Su petición era de una mayor confianza ante la oposición, y para que el Señor continuara haciendo milagros para verificar el evangelio que predicaban. Ellos no estaban preocupados por su propia seguridad, sino con la continua propagación del evangelio. No querían que la persecución obstaculizara o silenciara la predicación de la verdad de Dios, de manera que pidieron al Señor de Su gracia sustentadora y confianza valiente en medio de la persecución.

Y eso es una oración que Dios ama a responder afirmativamente. “Cuando hubieron orado, el lugar en que estaban congregados tembló, y todos fueron llenos del Espíritu Santo y comenzaron a hablar la palabra de Dios con confianza” (Hechos 4:31).

Unirse Más Cerca de Otros Creyentes

La persecución impulsó a la iglesia hacia la alabanza agradecida, la proclamación confiada y, finalmente, cerca de la comunión.

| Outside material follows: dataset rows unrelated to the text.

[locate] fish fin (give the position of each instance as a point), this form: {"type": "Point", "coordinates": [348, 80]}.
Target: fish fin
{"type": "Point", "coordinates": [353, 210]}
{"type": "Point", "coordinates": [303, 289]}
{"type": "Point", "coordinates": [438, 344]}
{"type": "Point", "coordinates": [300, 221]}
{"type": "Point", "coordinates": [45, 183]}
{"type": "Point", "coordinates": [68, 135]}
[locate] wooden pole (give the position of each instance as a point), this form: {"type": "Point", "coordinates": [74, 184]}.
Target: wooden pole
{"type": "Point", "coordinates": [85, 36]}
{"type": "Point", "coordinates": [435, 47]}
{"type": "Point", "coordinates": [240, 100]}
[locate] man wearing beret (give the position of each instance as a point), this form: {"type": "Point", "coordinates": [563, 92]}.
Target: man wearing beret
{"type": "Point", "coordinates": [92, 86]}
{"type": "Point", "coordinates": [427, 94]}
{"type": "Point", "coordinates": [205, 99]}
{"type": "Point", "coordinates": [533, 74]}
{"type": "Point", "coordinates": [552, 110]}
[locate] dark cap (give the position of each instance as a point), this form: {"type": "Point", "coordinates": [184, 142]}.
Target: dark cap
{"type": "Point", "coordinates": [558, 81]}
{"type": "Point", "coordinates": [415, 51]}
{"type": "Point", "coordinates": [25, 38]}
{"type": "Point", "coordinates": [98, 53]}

La congregación de los que creyeron era de un corazón y un alma; y ninguno decía ser suyo lo que poseía, sino que todas las cosas eran de propiedad común. (Hechos 4:32)

Ya hemos hablado de cómo la persecución purga la iglesia de los falsos maestros y falsos creyentes, y cómo esto deja al cuerpo de la iglesia más puro, más apto para el uso y el servicio al Señor. También estimula la comunión y la unidad dentro de la iglesia. La persecución hace que usted dependa de sus hermanos y hermanas en la fe. Une a sus corazones en comunión, mientras usted lleva las cargas de los otros (Gálatas 6: 2).

La persecución produce inevitablemente la unidad, mientras la iglesia apoya y sostiene entre sí en medio de la persecución. Ese apoyo a los demás es una expresión de su amor mutuo por Cristo. En medio de los creyentes que sufren cierran filas, se protegen, defienden y se animan unos a otros. Individualmente ellos se mantienen muy juntos, mientras colectivamente se aferran a las promesas y la provisión de Dios.

Epílogo

Hoy en día, los creyentes se sostienen sobre los hombros de los fieles cristianos perseguidos que vinieron antes que nosotros. Tenemos una gran deuda con los padres de la iglesia, los héroes de la Reforma, los Puritanos, y muchísimos más que la historia no recuerda por su nombre, pero que sin embargo tuvieron un papel importante en el mantenimiento y la ampliación del alcance del evangelio ante la persecución.

A medida que nuestro mundo se hace más hostil a la verdad de la Palabra de Dios, nos comprometemos a llevar a ese legado de fidelidad al responder bíblicamente a la persecución.